On Fri 24-08-18 19:54:19, Tetsuo Handa wrote:
[...]
> > --- a/mm/hmm.c
> > +++ b/mm/hmm.c
> > @@ -177,16 +177,19 @@ static void hmm_release(struct mmu_notifier *mn, struct mm_struct *mm)
> > up_write(&hmm->mirrors_sem);
> > }
> >
> > -static void hmm_invalidate_range_start(struct mmu_notifier *mn,
> > +static int hmm_invalidate_range_start(struct mmu_notifier *mn,
> > struct mm_struct *mm,
> > unsigned long start,
> > - unsigned long end)
> > + unsigned long end,
> > + bool blockable)
> > {
> > struct hmm *hmm = mm->hmm;
> >
> > VM_BUG_ON(!hmm);
> >
> > atomic_inc(&hmm->sequence);
> > +
> > + return 0;
> > }
> >
> > static void hmm_invalidate_range_end(struct mmu_notifier *mn,
>
> This assumes that hmm_invalidate_range_end() does not have memory
> allocation dependency. But hmm_invalidate_range() from
> hmm_invalidate_range_end() involves
>
> down_read(&hmm->mirrors_sem);
> list_for_each_entry(mirror, &hmm->mirrors, list)
> mirror->ops->sync_cpu_device_pagetables(mirror, action,
> start, end);
> up_read(&hmm->mirrors_sem);
>
> sequence. What is surprising is that there is no in-tree user who assigns
> sync_cpu_device_pagetables field.

Yes HMM doesn't have any in tree user yet.

> $ grep -Fr sync_cpu_device_pagetables *
> Documentation/vm/hmm.rst: /* sync_cpu_device_pagetables() - synchronize page tables
> include/linux/hmm.h: * will get callbacks through sync_cpu_device_pagetables() operation (see
> include/linux/hmm.h: /* sync_cpu_device_pagetables() - synchronize page tables
> include/linux/hmm.h: void (*sync_cpu_device_pagetables)(struct hmm_mirror *mirror,
> include/linux/hmm.h: * hmm_mirror_ops.sync_cpu_device_pagetables() callback, so that CPU page
> mm/hmm.c: mirror->ops->sync_cpu_device_pagetables(mirror, action,
>
> That is, this API seems to be currently used by only out-of-tree users. Since
> we can't check that nobody has memory allocation dependency, I think that
> hmm_invalidate_range_start() should return -EAGAIN if blockable == false for now.

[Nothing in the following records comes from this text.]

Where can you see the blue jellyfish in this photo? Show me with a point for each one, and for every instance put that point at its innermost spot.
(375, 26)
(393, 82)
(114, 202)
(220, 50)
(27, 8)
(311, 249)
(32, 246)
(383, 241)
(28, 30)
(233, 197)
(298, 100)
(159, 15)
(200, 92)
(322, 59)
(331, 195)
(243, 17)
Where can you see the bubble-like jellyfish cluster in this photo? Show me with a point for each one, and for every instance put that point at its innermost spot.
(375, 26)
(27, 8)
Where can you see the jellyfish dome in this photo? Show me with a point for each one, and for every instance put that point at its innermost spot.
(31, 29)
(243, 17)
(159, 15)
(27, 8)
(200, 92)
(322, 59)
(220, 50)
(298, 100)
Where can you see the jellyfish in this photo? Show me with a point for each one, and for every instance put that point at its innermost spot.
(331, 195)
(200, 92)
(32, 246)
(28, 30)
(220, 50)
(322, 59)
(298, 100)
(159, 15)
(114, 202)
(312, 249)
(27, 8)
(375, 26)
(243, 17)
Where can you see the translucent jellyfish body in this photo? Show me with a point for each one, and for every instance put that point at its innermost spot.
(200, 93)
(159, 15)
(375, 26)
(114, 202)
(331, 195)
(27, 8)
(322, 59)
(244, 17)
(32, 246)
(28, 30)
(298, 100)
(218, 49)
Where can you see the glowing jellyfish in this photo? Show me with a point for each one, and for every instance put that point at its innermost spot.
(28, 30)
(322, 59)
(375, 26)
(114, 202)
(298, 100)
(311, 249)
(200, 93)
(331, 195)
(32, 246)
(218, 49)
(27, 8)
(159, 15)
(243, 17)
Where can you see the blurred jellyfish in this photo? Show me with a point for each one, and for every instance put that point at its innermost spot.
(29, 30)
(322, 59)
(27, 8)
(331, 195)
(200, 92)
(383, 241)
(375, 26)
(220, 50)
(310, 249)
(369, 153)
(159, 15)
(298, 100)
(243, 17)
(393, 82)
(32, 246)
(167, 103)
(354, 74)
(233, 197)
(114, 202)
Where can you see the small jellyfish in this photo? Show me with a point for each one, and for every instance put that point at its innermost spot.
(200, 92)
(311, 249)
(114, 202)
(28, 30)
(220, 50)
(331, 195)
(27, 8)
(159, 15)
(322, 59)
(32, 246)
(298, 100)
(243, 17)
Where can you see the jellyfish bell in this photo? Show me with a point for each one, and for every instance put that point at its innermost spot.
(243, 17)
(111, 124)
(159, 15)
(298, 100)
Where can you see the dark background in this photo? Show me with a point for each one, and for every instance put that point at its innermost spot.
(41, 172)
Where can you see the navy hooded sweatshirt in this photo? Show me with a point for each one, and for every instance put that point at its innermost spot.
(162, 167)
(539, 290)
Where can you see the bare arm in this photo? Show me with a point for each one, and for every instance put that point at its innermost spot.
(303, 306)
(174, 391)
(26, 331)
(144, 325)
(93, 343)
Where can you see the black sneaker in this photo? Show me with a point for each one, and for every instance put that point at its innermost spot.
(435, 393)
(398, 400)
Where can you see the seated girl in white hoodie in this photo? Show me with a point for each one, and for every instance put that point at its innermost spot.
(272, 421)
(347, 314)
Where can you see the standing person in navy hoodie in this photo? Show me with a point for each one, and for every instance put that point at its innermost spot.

The code expects that the invalidate_range_end doesn't block if
invalidate_range_start hasn't blocked. That is the reason why the end
callback doesn't have blockable parameter. If this doesn't hold then the
whole scheme is just fragile because those two calls should pair.

--
Michal Hocko
SUSE Labs